This Monday the Norwegian Petroleum Directory started the largest ever seismic shooting operation outside the Vesterålen islands in the north of Norway. The operation consists in shooting sound waves against the sea bottom to search for possible oil deposits.
This area is one of the most important for Norwegian fisheries, and the massive sound waves scare the fish away from their usual habitats and patterns.
“We demand a full stop to the seismic shootings”, said Bellona’s president Frederic Hauge who is present in the area in question, monitoring the situation from Bellona’s ship M/S Kallinika.

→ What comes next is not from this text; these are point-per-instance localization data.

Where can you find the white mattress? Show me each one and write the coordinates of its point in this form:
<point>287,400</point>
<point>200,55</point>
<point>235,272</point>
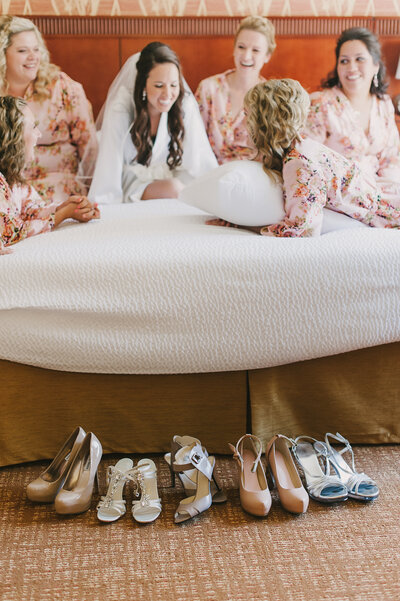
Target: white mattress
<point>150,289</point>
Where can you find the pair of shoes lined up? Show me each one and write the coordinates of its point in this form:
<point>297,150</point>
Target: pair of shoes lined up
<point>147,507</point>
<point>71,476</point>
<point>255,496</point>
<point>322,484</point>
<point>329,478</point>
<point>190,461</point>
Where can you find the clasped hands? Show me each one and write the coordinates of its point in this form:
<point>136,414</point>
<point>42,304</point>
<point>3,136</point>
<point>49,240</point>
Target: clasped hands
<point>77,207</point>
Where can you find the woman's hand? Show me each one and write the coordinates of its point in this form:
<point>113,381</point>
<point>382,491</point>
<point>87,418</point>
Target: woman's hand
<point>83,209</point>
<point>250,228</point>
<point>221,222</point>
<point>77,207</point>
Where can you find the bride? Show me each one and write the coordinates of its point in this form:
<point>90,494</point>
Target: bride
<point>152,139</point>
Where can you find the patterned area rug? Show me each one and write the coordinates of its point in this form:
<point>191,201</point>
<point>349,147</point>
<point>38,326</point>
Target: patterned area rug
<point>344,552</point>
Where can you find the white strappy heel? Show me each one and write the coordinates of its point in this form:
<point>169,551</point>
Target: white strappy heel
<point>202,499</point>
<point>148,507</point>
<point>321,486</point>
<point>359,485</point>
<point>178,457</point>
<point>112,506</point>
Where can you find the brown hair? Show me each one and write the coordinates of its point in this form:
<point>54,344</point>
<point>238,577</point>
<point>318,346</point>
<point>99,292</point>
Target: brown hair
<point>12,143</point>
<point>153,54</point>
<point>373,46</point>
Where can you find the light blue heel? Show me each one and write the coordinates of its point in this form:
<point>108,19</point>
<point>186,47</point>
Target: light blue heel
<point>359,485</point>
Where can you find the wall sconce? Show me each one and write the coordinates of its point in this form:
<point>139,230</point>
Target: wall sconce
<point>396,99</point>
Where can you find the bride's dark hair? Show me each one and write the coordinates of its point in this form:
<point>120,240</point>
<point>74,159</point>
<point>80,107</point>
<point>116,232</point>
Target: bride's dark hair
<point>153,54</point>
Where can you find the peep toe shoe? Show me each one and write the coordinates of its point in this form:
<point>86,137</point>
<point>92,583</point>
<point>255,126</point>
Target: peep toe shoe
<point>112,506</point>
<point>321,485</point>
<point>255,497</point>
<point>76,493</point>
<point>45,488</point>
<point>292,493</point>
<point>148,506</point>
<point>360,486</point>
<point>201,500</point>
<point>179,456</point>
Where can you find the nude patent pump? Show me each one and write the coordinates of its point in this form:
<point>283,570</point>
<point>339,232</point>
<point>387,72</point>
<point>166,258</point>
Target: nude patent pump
<point>293,496</point>
<point>45,488</point>
<point>76,493</point>
<point>255,497</point>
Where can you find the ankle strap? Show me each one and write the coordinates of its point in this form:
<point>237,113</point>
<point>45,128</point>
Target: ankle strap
<point>197,459</point>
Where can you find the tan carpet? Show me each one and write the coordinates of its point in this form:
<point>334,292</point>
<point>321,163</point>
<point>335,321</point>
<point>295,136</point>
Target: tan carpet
<point>344,552</point>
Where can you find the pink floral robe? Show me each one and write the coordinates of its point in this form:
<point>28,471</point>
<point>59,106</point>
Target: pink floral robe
<point>334,122</point>
<point>315,176</point>
<point>67,148</point>
<point>22,213</point>
<point>227,133</point>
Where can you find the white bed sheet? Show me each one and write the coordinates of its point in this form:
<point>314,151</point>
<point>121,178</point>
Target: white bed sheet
<point>150,289</point>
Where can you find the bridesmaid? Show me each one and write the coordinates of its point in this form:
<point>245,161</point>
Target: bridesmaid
<point>354,116</point>
<point>221,96</point>
<point>68,142</point>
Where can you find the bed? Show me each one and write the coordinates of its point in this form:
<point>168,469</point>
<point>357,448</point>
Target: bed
<point>149,323</point>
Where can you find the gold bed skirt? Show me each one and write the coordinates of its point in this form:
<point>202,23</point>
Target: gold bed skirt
<point>355,393</point>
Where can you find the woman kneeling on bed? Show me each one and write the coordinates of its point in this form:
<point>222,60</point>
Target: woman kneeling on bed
<point>23,212</point>
<point>314,176</point>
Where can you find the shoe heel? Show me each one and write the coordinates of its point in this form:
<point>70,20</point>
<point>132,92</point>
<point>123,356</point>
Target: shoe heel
<point>96,484</point>
<point>172,475</point>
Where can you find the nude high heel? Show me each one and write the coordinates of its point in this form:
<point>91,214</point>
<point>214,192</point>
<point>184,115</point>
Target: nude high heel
<point>45,488</point>
<point>76,494</point>
<point>292,493</point>
<point>255,497</point>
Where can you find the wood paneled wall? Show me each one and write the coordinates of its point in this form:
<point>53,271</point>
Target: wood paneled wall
<point>92,50</point>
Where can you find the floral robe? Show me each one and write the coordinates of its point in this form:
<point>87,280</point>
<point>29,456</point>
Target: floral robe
<point>67,148</point>
<point>334,122</point>
<point>314,177</point>
<point>227,133</point>
<point>22,213</point>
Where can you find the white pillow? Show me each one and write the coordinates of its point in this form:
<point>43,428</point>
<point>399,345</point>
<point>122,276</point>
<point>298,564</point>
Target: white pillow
<point>241,192</point>
<point>238,191</point>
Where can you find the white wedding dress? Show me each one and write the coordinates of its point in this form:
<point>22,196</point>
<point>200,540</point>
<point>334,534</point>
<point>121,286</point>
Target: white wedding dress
<point>117,176</point>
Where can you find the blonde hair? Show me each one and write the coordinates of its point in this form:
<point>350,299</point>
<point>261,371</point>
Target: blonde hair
<point>261,25</point>
<point>10,26</point>
<point>12,142</point>
<point>276,113</point>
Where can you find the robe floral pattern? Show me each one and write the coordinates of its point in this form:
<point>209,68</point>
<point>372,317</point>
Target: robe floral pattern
<point>68,144</point>
<point>227,133</point>
<point>22,213</point>
<point>333,121</point>
<point>314,177</point>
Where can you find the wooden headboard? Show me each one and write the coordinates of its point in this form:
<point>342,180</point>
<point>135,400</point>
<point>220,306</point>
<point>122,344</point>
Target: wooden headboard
<point>93,49</point>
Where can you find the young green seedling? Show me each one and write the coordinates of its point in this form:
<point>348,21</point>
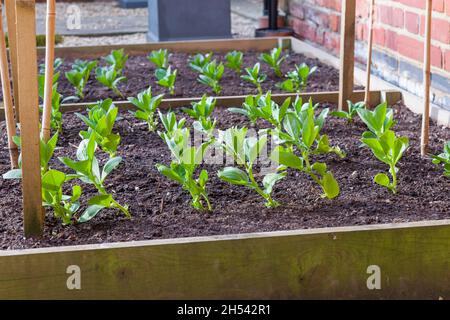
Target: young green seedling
<point>297,79</point>
<point>109,77</point>
<point>186,159</point>
<point>274,60</point>
<point>146,105</point>
<point>304,133</point>
<point>170,123</point>
<point>254,77</point>
<point>388,149</point>
<point>201,111</point>
<point>385,145</point>
<point>100,120</point>
<point>199,61</point>
<point>166,78</point>
<point>245,151</point>
<point>262,107</point>
<point>380,120</point>
<point>234,61</point>
<point>117,60</point>
<point>64,206</point>
<point>351,113</point>
<point>160,58</point>
<point>79,75</point>
<point>88,170</point>
<point>211,75</point>
<point>444,159</point>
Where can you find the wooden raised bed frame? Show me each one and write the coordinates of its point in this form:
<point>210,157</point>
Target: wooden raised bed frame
<point>414,258</point>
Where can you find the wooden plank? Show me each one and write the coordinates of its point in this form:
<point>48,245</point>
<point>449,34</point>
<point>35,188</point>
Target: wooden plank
<point>233,101</point>
<point>347,54</point>
<point>223,45</point>
<point>12,41</point>
<point>33,214</point>
<point>328,263</point>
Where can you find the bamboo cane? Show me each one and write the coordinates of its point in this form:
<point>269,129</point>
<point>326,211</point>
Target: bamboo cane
<point>49,58</point>
<point>369,54</point>
<point>426,84</point>
<point>7,98</point>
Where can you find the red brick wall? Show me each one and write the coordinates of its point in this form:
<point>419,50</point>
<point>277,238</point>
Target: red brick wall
<point>398,37</point>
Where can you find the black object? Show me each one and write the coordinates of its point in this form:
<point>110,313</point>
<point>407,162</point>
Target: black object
<point>170,20</point>
<point>271,6</point>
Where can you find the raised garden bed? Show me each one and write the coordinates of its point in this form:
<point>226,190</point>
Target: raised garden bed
<point>316,263</point>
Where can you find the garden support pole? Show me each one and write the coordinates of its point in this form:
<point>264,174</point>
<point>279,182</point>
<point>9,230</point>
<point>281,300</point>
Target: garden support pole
<point>426,82</point>
<point>49,57</point>
<point>7,99</point>
<point>347,52</point>
<point>12,42</point>
<point>33,213</point>
<point>369,54</point>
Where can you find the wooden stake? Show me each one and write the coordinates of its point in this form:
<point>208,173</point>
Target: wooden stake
<point>7,99</point>
<point>49,57</point>
<point>12,42</point>
<point>426,82</point>
<point>369,54</point>
<point>33,213</point>
<point>347,54</point>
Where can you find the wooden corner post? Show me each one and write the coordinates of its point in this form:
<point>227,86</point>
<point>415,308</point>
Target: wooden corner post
<point>347,52</point>
<point>33,213</point>
<point>10,11</point>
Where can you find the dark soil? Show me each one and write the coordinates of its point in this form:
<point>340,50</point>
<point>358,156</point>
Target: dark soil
<point>161,209</point>
<point>140,74</point>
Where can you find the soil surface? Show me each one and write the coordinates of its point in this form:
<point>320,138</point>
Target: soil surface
<point>140,74</point>
<point>161,209</point>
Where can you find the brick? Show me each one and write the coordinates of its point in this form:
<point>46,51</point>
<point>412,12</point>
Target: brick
<point>412,22</point>
<point>447,60</point>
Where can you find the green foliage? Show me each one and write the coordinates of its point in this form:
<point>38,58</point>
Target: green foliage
<point>88,170</point>
<point>274,59</point>
<point>262,107</point>
<point>160,58</point>
<point>245,151</point>
<point>388,149</point>
<point>170,122</point>
<point>380,120</point>
<point>234,61</point>
<point>211,75</point>
<point>64,206</point>
<point>201,111</point>
<point>297,79</point>
<point>166,78</point>
<point>146,105</point>
<point>254,77</point>
<point>100,120</point>
<point>444,159</point>
<point>110,78</point>
<point>79,75</point>
<point>117,59</point>
<point>351,113</point>
<point>199,61</point>
<point>385,145</point>
<point>186,160</point>
<point>302,130</point>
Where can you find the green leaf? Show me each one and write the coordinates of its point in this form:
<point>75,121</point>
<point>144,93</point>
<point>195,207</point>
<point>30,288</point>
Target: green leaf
<point>110,166</point>
<point>330,186</point>
<point>234,176</point>
<point>286,158</point>
<point>382,179</point>
<point>90,213</point>
<point>271,179</point>
<point>53,180</point>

According to Norway’s new Ocean Resources Law the fisheries are supposed to have precedence over other activities in this area. But although there is fishing going on, the Norwegian Petroleum Directory continue the shooting and are planning to keep doing so for the next six weeks as they work their way closer to land.
The conflicts that are now taking place between oil and fish interests in the Lofoten and Vesterålen area is just a preview of what is to come if Norwegian politicians decide to let oil companies start oil drilling:
“The oil interests are completely overriding the local fishermen. This is a democratic problem. The oil companies have given promises of a peaceful coexistence with the fisheries, but it is now obvious to everyone that this is simply not possible on this very narrow part of the Norwegian continental shelf”, says Hauge, president of Bellona.
Oil drilling outside Lofoten and Vesterålen is set to become one of the big issues in the campaign for the Norwegian parliamentary elections in September.
The current government running for reelection is a coalition between the Labour Party, the Socialist Party and the Center Party. The government is split in this issue as the two latter parties are against oil drilling whilst the social democratic Labour Party, the largest coalition partner, is in favor of opening up the area for oil drilling.
The opposition is however also split on this vital issue that is not only a conflict between large oil companies and local industries, but also a question of nature preservation and climate change.